Analytic regularity for a singularly perturbed system of reaction-diffusion equations with multiple scales: proofs

TL;DR

This paper develops a comprehensive asymptotic analysis for a coupled reaction-diffusion system with two small parameters, providing explicit error bounds and derivative estimates that account for overlapping boundary layers across all parameter regimes.

Contribution

It introduces a full asymptotic expansion with explicit error bounds for a singularly perturbed system with two scales, covering all parameter ranges and analyzing boundary layer interactions.

Findings

Constructed asymptotic expansions with error bounds for all parameter ranges.

Derived explicit derivative growth estimates for the expansion terms.

Analyzed boundary layer interactions in coupled reaction-diffusion systems.

Abstract

We consider a coupled system of two singularly perturbed reaction-diffusion equations, with two small parameters $0< \epsilon \le \mu \le 1$, each multiplying the highest derivative in the equations.

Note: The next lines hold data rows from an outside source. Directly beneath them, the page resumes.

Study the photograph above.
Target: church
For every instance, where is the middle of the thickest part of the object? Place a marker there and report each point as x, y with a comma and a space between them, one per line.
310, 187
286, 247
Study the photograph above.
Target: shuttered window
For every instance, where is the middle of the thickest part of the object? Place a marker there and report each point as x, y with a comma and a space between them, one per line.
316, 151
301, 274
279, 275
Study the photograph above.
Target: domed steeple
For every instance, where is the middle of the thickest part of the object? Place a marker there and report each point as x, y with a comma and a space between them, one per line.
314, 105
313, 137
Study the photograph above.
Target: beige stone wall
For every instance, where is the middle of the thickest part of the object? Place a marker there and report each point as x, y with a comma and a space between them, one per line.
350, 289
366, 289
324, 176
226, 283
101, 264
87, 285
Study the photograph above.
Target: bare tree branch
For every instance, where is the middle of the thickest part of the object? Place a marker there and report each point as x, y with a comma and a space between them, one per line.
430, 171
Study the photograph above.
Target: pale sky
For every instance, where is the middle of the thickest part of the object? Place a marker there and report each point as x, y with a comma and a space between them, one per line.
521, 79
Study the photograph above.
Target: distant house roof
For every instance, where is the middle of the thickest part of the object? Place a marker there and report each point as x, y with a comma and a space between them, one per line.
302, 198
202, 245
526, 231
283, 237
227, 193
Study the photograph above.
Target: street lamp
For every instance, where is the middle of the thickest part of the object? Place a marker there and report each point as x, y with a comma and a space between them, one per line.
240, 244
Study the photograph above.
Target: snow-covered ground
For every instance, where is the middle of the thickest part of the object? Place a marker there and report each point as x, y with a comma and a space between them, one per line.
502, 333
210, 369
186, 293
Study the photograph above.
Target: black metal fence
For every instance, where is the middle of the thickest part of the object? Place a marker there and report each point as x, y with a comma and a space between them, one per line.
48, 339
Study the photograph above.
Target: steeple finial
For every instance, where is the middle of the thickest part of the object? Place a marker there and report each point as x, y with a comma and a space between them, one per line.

The presence of these parameters causes the solution(s) to have \emph{boundary layers} which overlap and interact, based on the relative size of $\epsilon$ and $% \mu$. We construct full asymptotic expansions together with error bounds that cover the complete range $0 < \epsilon \leq \mu \leq 1$. For the present case of analytic input data, we derive derivative growth estimates for the terms of the asymptotic expansion that are explicit in the perturbation parameters and the expansion order.